- Theatrical release poster
- Directed by: K. R. Udhayashankar
- Written by: K. R. Udhayashankar
- Produced by: D. Suresh Babu
- Starring: Ravi Teja; Krishna; Anushka Shetty;
- Narrated by: Lakshmi Bhoopal
- Cinematography: B. Balamurugan
- Edited by: Marthand K. Venkatesh
- Music by: K. M. Radha Krishnan
- Production company: Suresh Productions
- Distributed by: Suresh Productions
- Release date: 14 August 2008;
- Country: India
- Language: Telugu

= Baladoor =

Baladoor is a 2008 Indian Telugu-language action comedy film directed by K. R. Udhayashankar and produced by D. Suresh Babu under Suresh Productions. The film stars Ravi Teja, Krishna, and Anushka Shetty while Chandra Mohan, Pradeep Rawat, Sunil and Brahmanandam play supporting roles. The film has music composed by K. M. Radha Krishnan with editing performed by Marthand K. Venkatesh. The film was released on 14 August 2008. The film was later dubbed in Hindi as Dhamkee in 2011 and remade into Oriya as Mu Kana Ete Khara.

== Premise ==
Chanti holds his uncle, his father's elder brother, Ramakrishna, in higher regard than his own father, Purushottam. Ramakrishna has a longstanding enmity with Umapathi due to an incident that occurred 20 years ago. Later, due to some misunderstandings, Chanti is expelled from the house. Umapathi is determined to overpower Ramakrishna.

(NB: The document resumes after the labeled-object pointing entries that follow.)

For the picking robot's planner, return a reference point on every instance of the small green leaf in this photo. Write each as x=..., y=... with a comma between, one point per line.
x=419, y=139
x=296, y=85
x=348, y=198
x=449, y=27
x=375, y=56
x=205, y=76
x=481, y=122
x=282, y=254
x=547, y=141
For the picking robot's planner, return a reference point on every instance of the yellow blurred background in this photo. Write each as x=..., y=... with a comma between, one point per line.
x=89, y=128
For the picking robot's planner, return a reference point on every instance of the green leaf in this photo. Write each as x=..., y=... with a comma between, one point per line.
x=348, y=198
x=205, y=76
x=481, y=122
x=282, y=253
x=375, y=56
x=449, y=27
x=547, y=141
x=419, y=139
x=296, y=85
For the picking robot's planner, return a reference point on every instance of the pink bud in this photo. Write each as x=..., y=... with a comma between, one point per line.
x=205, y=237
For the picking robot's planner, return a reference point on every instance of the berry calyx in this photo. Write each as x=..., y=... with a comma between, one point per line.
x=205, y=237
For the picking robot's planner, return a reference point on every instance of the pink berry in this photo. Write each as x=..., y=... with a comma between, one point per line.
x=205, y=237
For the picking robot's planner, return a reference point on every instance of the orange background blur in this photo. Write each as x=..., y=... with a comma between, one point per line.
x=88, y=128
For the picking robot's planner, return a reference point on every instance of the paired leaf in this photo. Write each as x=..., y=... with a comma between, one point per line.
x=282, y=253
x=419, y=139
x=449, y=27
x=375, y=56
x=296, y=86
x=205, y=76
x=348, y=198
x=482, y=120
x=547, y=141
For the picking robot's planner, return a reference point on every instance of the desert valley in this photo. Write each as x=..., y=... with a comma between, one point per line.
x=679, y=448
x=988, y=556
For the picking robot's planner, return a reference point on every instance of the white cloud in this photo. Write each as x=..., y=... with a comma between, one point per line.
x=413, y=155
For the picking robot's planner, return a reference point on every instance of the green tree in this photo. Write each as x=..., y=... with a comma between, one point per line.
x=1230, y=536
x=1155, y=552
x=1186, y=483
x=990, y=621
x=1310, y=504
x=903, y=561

The rest of the story unfolds as Chanti secretly aids Ramakrishna in defeating their enemies and eventually reunites with his family.

== Soundtrack ==

K. M. Radha Krishnan composed the soundtrack album, which is released on 30 July 2008 by Aditya Music. Chandrabose, Peddada Murthy, and Ananta Sriram gave the lyrics whereas actor Venkatesh released the album CD.

Track list
| No. | Title | Lyrics | Artist(s) | Length |
|---|---|---|---|---|
| 1. | "Yetu Podam" | Ananta Sriram | Naveen, Rita | 04:37 |
| 2. | "Andhamaina" | Chandrabose | Karunya | 04:08 |
| 3. | "Nuvvu Koncham" | Chandrabose | Rahul Nambiar, Saindhavi | 04:11 |
| 4. | "Rangu Rangu" | Chandrabose | Tippu, Sujatha Mohan | 04:11 |
| 5. | "Gundelo Illundhi" | Chandrabose | K. S. Chithra, Karunya | 04:09 |
| 6. | "Thella Cheera" | Peddada Murthy | Sukhwinder Singh, Anuradha Sriram | 04:08 |

== Reception ==
Radhika Rajmani of Rediff.com rated the film 2 1/2 stars out of 5 and wrote: "Uday Shankar takes up a stereotypical storyline in Baladoor and manages to entertain with a satisfactory screenplay in a formulaic way with a mix of action, comedy and romance." Zamin Ryots Alluru Rahim in criticized the film's "lackluster screenplay" and added that the director did not handle sentiment properly. In an other negative review, Y. Sunita Chowdhary of The Hindu stated, "Baladoor is an average film, as the banner doesn’t offer nothing new in narration."